What You Need To Know About Peloton’s Body-Tracking Camera

Published on April 10, 2022
Credit: Peloton

You can now get the Peloton brand name in your home for less than $300. The Guide, a home workout camera, is a more low-key and affordable option designed for strength training.

Peloton’s Guide camera hooks up to your TV and watches your workout, helping instruct you as you exercise. Since it’s a Peloton product, you’ll get access to its library of programming and other features designed to maximize your workouts.

The Camera counts your reps during each workout section and fills up an icon shaped like a bead of sweat accordingly. If you complete enough reps during the time given, you’ll fill the icon and get the point. At the end of a workout, the points are tallied, and you’re awarded a badge based on how well you did.

Peloton announced The Guide back in November with an initial price tag of $495 and the inclusion of a heart-rate band. The company has since had a rough start to 2022 after reports of internal documents saying that production was temporarily halted due to low demand. Unfortunately, February wasn’t any kinder to Peloton, who saw interest from Amazon about the acquisition and another damning report showing they sold rusty bikes after concealing problem areas.
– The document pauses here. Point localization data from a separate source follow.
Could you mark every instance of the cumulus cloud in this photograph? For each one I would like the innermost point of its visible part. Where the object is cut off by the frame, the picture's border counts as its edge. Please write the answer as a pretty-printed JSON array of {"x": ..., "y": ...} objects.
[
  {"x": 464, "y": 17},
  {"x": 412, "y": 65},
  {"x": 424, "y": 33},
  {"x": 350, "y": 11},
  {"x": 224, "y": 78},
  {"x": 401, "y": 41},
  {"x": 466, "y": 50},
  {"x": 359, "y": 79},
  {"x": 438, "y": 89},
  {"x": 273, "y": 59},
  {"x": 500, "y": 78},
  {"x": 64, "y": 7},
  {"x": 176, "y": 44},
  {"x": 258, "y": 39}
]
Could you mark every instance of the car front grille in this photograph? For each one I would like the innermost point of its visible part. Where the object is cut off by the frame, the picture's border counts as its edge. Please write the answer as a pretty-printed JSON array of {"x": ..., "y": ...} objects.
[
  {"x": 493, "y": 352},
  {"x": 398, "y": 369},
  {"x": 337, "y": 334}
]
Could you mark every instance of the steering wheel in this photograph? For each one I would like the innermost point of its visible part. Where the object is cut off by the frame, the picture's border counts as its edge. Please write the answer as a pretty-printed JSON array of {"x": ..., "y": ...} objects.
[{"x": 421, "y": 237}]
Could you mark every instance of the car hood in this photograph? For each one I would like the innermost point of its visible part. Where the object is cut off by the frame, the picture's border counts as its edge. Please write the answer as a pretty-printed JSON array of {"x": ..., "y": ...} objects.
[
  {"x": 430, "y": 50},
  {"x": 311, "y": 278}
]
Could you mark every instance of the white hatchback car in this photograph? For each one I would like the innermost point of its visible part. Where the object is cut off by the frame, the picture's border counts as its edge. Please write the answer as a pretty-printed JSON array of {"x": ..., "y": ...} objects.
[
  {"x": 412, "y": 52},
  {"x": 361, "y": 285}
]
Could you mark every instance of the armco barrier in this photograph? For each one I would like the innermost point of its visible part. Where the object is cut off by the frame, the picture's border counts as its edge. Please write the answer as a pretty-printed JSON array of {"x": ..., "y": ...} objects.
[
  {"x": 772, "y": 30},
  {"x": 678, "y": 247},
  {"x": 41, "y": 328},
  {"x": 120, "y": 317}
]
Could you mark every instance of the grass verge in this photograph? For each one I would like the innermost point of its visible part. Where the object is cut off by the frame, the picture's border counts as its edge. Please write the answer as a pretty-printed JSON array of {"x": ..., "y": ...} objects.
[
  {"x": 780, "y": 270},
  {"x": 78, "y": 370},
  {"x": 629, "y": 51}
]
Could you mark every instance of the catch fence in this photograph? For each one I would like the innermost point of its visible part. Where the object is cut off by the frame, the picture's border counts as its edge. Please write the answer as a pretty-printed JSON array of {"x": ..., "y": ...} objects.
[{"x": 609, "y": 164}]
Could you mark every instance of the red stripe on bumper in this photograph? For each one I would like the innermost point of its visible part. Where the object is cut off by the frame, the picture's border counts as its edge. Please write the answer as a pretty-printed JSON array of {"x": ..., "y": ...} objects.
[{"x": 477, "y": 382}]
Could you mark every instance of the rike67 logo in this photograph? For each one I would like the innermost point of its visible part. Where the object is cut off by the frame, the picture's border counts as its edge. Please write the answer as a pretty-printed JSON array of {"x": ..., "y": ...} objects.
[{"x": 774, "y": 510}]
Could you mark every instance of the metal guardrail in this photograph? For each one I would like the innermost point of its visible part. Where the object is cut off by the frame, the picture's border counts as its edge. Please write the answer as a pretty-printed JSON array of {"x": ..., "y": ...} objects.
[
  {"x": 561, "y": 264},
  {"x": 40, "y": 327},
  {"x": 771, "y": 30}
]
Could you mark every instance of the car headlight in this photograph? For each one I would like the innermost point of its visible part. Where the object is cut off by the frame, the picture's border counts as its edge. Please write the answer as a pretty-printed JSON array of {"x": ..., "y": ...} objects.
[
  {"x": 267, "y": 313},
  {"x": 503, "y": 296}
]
The biggest draw of The Guide is that it’s much simpler to set up than an exercise bike or treadmill and requires no additional space. But, to make sure we’re not just paying $300 for a workout camera, Peloton designed The Guide with Movement Tracker that appears in classes and scans your movements to monitor if you’re doing the exercise correctly and will improve over time with machine learning.

The Guide also has a Self Mode that lets you see yourself next to the instructor to check your form. Meanwhile, the Body Activity feature keeps track of your workouts, remembering the muscles you recently worked out and recommending focusing on other muscle groups to keep your body balanced. Finally, if you’re ever confused about a particular exercise, a Movement Details function acts as a video dictionary with specific explanations on how an activity is done.

For those rightfully concerned about putting another internet-connected camera device from a large corporation in their home, the Peloton Guide includes a physical mute switch for its microphone that allows for hands-free navigation and a shutter that covers the Camera when the Guide is not in use. 

Unlike the company’s previous products, which mostly feature a camera for social interactions, the Guide’s Camera allows the user to see themselves on-screen alongside one of Peloton’s trainers during a workout so they can ensure they’re matching the trainer’s form during a strength training session, while a Movement Tracker provides inspiration to stick with a given routine until it’s complete.

As with all of Peloton’s products and services, the Guide requires a subscription to the company’s content, and those not already paying around $54/month for full access through the Peloton app, Bike, or Tread can access the strength-training classes, and all of the Camera’s features for $17/month.